Vaprio competed in the Miss World 2005, the 55th edition of the Miss World pageant, was held on 10 December 2005 at the Crown of Beauty Theatre in Sanya, China.

==Results==
===Placements===

| Placement | Contestant |
|---|---|
| Señorita Panamá 2005 | Panamá Centro – María Alessandra Mezquita; |
| Señorita Panamá World 2005 | Panamá Centro – Anna Vaprio; |
| 1st Runner-Up | Panamá Centro – Isy Rengifo; |
| 2nd Runner-Up | Panamá Centro – Debbie González; |
| 3rd Runner-Up | Darién – Sorangel Matos; |

===Special awards===

| Final results | Designer | Topic | Contestant |
|---|---|---|---|
| Best National Costume to Miss Universe | Jorge Crespo | "Canal de Panamá" | Isy Rengifo |
| 1st runner-up | Hidalgo Candanedo |  | Alejandra Perea |
| 2nd runner-up | Clinio García |  | Sasha Carlton |

| Award | Contestant |
|---|---|
| Miss Congeniality | Gladys Espinosa |
| Chica L’Oreal | Gladys Espinosa |
| Miss Photogenic | Sasha Carlton |
| Chica Cover Girl | Sasha Carlton |
| Best Face | Anna Vaprio |
| Best Hair | Anna Vaprio |
| Best Skin | Delia Montenegro |
| Miss Internet | Nadya Henrick |
| Best Body | Debbie González |

===Judges===
- César Evora – actor
- Rodolfo Friedmann - singer
- Charlie Cuevas
- Rogelio González
- Lucy Romero
- Mónica Naranjo
- Carlos Magallón

==Contestants==
These are the competitors who have been selected this year.

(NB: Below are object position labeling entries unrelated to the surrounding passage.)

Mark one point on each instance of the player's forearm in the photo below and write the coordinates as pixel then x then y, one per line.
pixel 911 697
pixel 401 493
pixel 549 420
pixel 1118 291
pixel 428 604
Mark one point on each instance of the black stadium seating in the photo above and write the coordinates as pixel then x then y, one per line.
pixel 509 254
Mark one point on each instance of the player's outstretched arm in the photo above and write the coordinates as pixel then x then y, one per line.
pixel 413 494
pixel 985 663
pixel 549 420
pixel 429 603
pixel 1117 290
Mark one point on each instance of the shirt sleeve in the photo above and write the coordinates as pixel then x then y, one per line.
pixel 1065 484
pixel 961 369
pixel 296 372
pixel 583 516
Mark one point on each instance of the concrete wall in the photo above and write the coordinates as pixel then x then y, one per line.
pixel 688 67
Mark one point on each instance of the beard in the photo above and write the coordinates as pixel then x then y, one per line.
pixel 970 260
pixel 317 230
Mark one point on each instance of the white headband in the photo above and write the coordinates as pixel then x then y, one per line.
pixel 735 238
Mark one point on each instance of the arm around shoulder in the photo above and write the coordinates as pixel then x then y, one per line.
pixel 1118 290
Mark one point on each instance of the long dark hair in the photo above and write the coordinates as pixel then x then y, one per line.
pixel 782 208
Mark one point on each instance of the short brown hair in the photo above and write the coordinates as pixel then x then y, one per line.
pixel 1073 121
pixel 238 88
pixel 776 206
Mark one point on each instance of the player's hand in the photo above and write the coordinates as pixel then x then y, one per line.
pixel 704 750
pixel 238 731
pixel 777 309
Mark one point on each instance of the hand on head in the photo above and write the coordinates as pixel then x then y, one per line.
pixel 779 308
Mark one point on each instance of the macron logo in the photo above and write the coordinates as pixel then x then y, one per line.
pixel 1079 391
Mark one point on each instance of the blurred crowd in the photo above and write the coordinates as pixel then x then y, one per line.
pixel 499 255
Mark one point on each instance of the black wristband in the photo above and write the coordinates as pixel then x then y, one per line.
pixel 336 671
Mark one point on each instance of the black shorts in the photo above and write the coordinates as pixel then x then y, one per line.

| Represent | Contestant | Age | Height (m) | Hometown |
|---|---|---|---|---|
| Panama | Anna Isabella Vaprio Medaglia | 21 | 1.78 | Panama City |
| Panama | Isy Denery Rengifo Saez | 22 | 1.76 | Panama City |
| Colón | Nadya Lya Hendricks Martínez | 20 | 1.68 | Colón |
| Panama | María Alessandra Mezquita | 21 | 1.80 | Panama City |
| Panama Oeste | Gladys Graciela Espinoza Solís | 24 | 1.70 | Chorrera |
| Panama | Debbie González Shaw | 23 | 1.65 | Panama City |
| Los Santos | Delia Montenegro | 21 | 1.73 | La Villa de los Santos |
| Panama | Sasha Carlton Arias | 20 | 1.71 | Panama City |
| Panama | Mayra Ibeth Matos Martínez | 19 | 1.76 | Panama City |
| Panama | Alejandra Perea Mejía | 22 | 1.73 | Medellín |
| Panama | Doris Achon | 21 | 1.66 | Panama City |
| Panama | Aliana Yaneth Khan Zambrano | 22 | 1.67 | Panama City |
| Panama | Noemí Cristina Cortés Fajardo | 20 | 1.67 | Panama City |
| Panama Este | Anais Mabel Velásquez Pérez | 24 | 1.78 | Panama City |
| Darién | Sorángel Matos Arce | 20 | 1.74 | Yaviza |

==Historical significance==
- Panamá Centro placed in the final round for a consecutive year and won the title.

==Election schedule==
- Tuesday July 20 final presentation to the press in the Hotel Radisson Decapolis.
- Thursday July 22 competition of interview with the juror.
- Friday 23 Final night, coronation Señorita Panamá to Miss World 2005 and Best National Competition.
- Saturday 24 Final night, coronation Señorita Panamá 2005.

==Candidates Notes==
- Aliana Khan Zambano was Miss Earth Panamá 2001 and participated in the Miss Earth 2001 in University of the Philippines Theater in Quezon City, Philippines on October 28, 2001.
- Sorangel Matos Arce represented Panamá at Miss Universe 2007 in Mexico City.
- Debbie González was queen of the Panamá City Carnival 2004 and participated in Miss Hawaiian Tropic Panamá.
- Nadya Lya Hendricks represented Panamá in Miss Tourism Queen 2007.